Thanks Mike for testing. The flush times look better indeed!
Might you give us some advise on when to use this sort implementation?
I think radix sort is usually appealing as the complexity degrades more gracefully when the number of entries to sort increases. For keys that have a maximum length of k, its complexity is O(n*k) while a comparison-based sort has a complexity of O(n*k*log). So this change should make things even better with larger ram buffers (in addition to the fact that larger ram buffers mean less merging).
Like Yonik mentioned, an adversary case is when there are long common prefixes (because of the k parameter).

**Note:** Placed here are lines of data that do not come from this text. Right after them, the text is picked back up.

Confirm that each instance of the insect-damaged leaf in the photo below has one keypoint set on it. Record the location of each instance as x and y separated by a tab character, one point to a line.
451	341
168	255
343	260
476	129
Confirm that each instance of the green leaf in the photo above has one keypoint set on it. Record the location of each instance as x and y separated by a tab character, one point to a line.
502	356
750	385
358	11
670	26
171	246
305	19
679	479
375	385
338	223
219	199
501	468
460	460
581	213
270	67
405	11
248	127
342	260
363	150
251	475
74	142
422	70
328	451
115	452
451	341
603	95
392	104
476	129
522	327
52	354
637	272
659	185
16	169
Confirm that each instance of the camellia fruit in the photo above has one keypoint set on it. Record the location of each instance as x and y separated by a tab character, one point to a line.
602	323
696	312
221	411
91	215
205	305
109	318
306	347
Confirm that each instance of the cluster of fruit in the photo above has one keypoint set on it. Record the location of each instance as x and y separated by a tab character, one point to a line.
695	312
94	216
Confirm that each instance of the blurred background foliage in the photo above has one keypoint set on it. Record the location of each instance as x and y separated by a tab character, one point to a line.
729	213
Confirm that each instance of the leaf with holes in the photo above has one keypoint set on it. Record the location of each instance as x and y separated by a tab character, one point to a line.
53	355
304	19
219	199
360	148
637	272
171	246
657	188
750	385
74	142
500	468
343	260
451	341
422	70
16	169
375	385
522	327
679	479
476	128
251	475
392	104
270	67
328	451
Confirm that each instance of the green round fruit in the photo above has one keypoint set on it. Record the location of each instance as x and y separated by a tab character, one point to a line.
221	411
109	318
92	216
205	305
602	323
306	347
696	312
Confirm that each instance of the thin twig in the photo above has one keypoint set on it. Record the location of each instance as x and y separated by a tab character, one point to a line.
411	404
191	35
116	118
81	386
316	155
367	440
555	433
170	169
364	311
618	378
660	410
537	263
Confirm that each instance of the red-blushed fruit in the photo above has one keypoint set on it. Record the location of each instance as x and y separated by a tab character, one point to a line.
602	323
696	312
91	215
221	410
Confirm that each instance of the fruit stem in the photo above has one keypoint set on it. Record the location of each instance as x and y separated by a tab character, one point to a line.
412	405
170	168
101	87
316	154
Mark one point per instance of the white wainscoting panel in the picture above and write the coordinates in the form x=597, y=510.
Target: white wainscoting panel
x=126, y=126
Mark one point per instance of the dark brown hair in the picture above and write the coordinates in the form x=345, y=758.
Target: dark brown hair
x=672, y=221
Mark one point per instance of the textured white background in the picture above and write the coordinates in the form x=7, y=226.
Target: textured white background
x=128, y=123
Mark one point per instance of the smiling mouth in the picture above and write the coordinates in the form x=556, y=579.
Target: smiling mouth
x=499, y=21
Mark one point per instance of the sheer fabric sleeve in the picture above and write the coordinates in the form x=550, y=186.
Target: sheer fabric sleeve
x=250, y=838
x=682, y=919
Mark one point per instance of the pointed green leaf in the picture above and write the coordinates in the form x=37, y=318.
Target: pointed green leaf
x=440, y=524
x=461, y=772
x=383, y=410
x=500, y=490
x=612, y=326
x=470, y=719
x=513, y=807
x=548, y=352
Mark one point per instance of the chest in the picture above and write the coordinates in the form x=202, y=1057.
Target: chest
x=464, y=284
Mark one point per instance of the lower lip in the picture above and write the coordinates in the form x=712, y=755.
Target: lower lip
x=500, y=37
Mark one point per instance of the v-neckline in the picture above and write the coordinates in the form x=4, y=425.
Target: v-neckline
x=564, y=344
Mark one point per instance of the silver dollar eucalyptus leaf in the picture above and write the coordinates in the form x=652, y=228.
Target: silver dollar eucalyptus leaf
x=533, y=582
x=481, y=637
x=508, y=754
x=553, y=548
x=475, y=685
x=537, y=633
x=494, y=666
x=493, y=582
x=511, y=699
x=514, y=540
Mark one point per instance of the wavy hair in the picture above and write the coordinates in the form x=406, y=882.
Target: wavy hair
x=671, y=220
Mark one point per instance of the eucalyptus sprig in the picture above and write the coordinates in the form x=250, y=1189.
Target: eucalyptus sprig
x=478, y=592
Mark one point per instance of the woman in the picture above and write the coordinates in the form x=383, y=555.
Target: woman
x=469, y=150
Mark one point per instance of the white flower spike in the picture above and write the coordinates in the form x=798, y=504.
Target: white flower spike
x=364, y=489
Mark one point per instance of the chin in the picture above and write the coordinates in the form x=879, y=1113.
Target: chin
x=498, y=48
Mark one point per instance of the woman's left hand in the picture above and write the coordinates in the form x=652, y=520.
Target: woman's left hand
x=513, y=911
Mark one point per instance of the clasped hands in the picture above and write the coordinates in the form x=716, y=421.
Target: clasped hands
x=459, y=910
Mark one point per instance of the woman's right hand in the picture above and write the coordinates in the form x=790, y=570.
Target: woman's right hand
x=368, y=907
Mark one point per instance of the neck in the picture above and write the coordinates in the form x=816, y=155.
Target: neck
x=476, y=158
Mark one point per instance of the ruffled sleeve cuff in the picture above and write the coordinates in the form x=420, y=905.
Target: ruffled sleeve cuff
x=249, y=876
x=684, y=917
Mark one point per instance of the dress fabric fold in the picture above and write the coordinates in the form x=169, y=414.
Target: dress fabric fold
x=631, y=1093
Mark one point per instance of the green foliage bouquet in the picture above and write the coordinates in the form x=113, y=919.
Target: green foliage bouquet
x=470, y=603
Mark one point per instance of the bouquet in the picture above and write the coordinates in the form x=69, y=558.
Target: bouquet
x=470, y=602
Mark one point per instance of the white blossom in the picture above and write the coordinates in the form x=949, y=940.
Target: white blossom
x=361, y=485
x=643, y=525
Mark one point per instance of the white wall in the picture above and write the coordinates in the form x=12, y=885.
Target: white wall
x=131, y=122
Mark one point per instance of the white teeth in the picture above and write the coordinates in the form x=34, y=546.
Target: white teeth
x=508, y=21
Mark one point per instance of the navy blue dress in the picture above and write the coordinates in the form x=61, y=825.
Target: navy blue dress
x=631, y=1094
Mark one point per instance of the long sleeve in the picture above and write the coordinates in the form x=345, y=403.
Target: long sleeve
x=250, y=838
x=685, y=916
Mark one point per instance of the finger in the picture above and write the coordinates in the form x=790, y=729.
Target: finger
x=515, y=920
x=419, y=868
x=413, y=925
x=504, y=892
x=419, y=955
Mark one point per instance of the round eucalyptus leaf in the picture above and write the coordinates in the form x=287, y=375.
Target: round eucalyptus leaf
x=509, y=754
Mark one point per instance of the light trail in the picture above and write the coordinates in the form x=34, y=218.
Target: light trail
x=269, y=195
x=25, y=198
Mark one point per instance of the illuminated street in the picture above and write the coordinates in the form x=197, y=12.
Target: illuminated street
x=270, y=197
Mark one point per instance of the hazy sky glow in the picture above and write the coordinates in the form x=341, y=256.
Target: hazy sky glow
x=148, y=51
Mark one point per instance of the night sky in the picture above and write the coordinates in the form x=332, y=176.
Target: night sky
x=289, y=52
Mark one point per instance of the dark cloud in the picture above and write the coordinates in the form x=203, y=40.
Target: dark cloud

The implementation has some protection against it though by forcing the fall back to intro sort after a given number of levels of recursion (currently 19, needs to be tuned) and recursing directly when all values fall into the same bucket for the k-th byte. Note that comparison-based sorts have the same adversary case since the comparisons need to scan these common prefixes as well, but it is less annoying in practice for BytesRefHash.sort() since the bottleneck is not the comparisons of values but 'get'ting the values to compare from the BytesRefHash (because of the random access pattern). Radix sort needs to call 'get' about 2*n*k times while introsort needs to call it about n*log times, which is why this fall back to introsort is still useful.
By the way, I forgot to mention an important implementation detail of this impl: since the bottleneck is to get values from the BytesRefHash, I added a cache for the first 3 buckets. This helps perform the first 3 levels of recursion by getting every value once instead of 2*3=6 when operating normally. I measured that this cache accounts for about 1/3 of the speedup, but it has the drawback of requiring an int of size n. I think it is fine though since this cache should be much smaller than the BytesRefHash itself.
Would it make sense for an implementation to extend o.a.l.u.Sorter
I can try but it could not be as generic as the current Sorter impls that mostly need a comparison function. To keep it efficient we would probably have to enforce a BytesRef representation of the keys.